“Stay on guard, humans,” says the subhead on a recent tech radar article by David Nield. Nield is writing about the WEpod, the first autonomous electric shuttle to be used on public roads. It will make its debut on those roads in November, between the towns of Wageningen and Ede in Gelderland, Netherlands, as J.C. Torres reported for Slash Gear.
Although Europe already has self-driving shuttles in London and in Rotterdam, they are limited to dedicated lanes, Torres wrote. The WEpods are different in that they will use the same lanes as human-driven vehicles. “That makes the WEpod both more interesting and nerve-wracking.”
If a self-driving car already has you anxious, imagine a larger vehicle that can carry six passengers at once on regular roads. Of course, it will still be tested and during that test stage, the WEpod won’t exactly be trying to meet challenging road conditions head on. For example, it will avoid rush hour traffic or driving at night. It will also be cruising at a speed of 25 kph [15.5 miles per hour] only.
Shuttle’s Test Record
The WEpod and its predecessor, the EZ10, have transported approximately 19,000 passengers in Vantaa, Finland, and on the campus of the Swiss Federal Institute of Technology Lausanne (EPFL). It is designed so that people who need a ride can use an app to reserve seats and specify where they want to be picked up and dropped off. The WEpod figures out its route via a combination of GPS sensors and on-board cameras.
According to the shuttle’s website, WEpods.nl, the name WEpod comes from Wageningen and Ede, along with “everyone (we) involved in the project: the county, the Food Valley region, the project, local residents, users etc.” The “pod” part of the name describes small automatic vehicle.
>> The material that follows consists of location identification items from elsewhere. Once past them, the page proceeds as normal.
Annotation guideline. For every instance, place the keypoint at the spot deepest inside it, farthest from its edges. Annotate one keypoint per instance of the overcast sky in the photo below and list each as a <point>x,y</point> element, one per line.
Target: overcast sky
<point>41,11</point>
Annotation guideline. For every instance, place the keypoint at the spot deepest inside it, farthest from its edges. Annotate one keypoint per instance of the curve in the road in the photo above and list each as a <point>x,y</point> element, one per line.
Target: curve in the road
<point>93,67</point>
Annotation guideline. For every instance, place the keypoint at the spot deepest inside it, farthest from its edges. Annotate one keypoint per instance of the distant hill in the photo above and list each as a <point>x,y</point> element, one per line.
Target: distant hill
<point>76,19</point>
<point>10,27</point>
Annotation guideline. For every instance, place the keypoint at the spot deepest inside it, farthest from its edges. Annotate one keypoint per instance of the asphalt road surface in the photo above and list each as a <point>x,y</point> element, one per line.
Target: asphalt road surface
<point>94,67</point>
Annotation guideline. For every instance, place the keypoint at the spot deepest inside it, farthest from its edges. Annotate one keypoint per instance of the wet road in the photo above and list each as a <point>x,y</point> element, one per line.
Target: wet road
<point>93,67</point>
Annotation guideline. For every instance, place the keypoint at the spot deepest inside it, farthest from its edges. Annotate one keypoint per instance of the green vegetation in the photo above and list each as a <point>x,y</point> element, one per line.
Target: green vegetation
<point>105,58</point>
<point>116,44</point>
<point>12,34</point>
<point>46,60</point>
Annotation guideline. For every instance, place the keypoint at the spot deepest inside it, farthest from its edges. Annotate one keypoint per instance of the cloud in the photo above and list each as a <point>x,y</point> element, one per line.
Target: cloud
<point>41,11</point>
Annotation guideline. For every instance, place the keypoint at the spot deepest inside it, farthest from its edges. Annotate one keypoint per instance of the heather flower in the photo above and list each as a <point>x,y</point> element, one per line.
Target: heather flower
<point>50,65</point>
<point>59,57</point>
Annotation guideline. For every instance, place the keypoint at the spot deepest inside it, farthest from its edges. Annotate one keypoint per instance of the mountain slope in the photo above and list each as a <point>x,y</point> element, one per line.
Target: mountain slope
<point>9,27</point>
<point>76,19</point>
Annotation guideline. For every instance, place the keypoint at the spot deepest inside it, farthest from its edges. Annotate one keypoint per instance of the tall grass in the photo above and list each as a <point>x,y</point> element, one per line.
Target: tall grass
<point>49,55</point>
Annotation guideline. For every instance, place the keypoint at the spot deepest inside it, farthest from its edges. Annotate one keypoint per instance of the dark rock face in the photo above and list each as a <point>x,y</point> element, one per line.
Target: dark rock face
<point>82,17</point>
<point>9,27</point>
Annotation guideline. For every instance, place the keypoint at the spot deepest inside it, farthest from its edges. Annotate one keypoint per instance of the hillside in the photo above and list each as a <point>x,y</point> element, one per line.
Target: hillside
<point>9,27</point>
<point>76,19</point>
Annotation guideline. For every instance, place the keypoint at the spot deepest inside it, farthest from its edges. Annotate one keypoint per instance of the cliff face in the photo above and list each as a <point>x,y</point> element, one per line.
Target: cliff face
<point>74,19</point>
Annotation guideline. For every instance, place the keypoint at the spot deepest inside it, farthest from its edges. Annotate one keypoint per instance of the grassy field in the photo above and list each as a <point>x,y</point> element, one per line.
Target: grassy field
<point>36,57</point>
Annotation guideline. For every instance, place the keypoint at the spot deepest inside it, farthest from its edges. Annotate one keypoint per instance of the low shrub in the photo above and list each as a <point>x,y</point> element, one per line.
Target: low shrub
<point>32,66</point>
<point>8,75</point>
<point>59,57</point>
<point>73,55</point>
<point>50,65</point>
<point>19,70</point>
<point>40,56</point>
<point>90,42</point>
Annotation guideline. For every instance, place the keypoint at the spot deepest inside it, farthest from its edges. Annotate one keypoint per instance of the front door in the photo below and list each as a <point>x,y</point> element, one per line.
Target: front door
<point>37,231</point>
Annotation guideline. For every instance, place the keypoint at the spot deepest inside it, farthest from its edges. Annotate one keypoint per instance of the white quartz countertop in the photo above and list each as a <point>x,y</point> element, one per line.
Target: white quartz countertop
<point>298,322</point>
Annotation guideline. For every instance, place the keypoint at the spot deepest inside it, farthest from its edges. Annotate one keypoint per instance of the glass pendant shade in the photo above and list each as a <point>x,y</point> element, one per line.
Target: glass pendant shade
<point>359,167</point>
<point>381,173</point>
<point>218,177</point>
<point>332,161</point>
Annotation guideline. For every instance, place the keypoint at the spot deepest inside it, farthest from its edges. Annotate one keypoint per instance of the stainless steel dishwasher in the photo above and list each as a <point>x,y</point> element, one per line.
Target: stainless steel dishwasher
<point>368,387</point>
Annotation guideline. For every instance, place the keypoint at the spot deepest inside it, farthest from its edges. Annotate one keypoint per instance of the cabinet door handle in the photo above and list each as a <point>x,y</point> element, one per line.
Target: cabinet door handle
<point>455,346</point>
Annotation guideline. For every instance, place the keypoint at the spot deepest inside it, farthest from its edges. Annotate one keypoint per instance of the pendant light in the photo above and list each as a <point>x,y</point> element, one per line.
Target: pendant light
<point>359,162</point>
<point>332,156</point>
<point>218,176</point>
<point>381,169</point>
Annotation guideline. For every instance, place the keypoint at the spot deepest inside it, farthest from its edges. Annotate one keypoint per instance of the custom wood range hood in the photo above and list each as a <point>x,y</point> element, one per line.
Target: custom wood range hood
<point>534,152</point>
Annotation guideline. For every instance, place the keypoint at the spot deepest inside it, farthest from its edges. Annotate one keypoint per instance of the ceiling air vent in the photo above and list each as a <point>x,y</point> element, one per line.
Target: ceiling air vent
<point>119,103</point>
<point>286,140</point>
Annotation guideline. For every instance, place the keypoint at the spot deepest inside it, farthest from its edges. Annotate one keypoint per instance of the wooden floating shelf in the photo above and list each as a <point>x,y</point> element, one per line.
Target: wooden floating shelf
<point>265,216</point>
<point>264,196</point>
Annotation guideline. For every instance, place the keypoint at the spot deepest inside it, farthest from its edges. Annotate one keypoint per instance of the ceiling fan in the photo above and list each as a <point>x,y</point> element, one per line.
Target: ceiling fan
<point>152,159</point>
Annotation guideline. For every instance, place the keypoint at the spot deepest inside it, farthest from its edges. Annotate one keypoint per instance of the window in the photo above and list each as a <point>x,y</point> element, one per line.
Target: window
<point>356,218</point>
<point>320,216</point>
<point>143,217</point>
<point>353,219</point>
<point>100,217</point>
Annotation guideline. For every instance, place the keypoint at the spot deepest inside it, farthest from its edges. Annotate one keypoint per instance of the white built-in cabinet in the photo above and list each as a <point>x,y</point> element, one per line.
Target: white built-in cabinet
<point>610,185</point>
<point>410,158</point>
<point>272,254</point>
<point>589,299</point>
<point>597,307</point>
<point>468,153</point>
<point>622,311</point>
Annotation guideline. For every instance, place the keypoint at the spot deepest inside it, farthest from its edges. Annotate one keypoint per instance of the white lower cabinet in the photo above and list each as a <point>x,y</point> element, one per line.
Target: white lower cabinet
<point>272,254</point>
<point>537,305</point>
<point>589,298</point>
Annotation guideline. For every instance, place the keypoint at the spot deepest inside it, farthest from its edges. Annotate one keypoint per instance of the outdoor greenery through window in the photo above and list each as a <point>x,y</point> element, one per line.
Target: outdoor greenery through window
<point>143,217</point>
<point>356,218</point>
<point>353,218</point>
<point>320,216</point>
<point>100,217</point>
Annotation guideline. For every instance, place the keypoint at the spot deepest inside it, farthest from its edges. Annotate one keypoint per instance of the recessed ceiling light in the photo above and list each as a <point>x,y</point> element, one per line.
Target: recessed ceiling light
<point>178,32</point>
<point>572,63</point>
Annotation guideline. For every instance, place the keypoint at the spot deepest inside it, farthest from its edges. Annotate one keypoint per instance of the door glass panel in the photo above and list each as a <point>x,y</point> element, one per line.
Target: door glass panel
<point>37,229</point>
The WEpods consortium is conducting the pilot program in a partnership with businesses, and government and research institutions. Once the test phase has been completed, the consortium will spend May through July of 2016 transporting foreign visitors to the Wageningen University and Research Centre (WUR) and the Wageningen University campus. The project will culminate in an operational plan for the next steps.
Self-Driven Shuttle Hardware
The WEpods project is using EasyMile‘s EZ-10 model shuttle, which was created for the Citymobil2 project. The WEpods consortium will fit out the shuttle with technical equipment — including cameras, laser, radar, and GPS — so the vehicle can observe and interpret its surroundings and drive safely, Rogier Leavening wrote for WEpods.
Among the questions people have asked in comments on the WEpods site are whether the WEpods will have seat belts and air bags. Alvin Bakker responded for WEpods that vehicle safety is “obviously an important issue” and that the consortium is looking into seat belts. Another commenter asked if WEpods are at risk of being hacked. Bakker responded that there is always that risk, since even regular cars are already being hacked. WEPods works to reduce the likelhood of risk: “We do this by focusing on our project expertise in the field of data hacking.”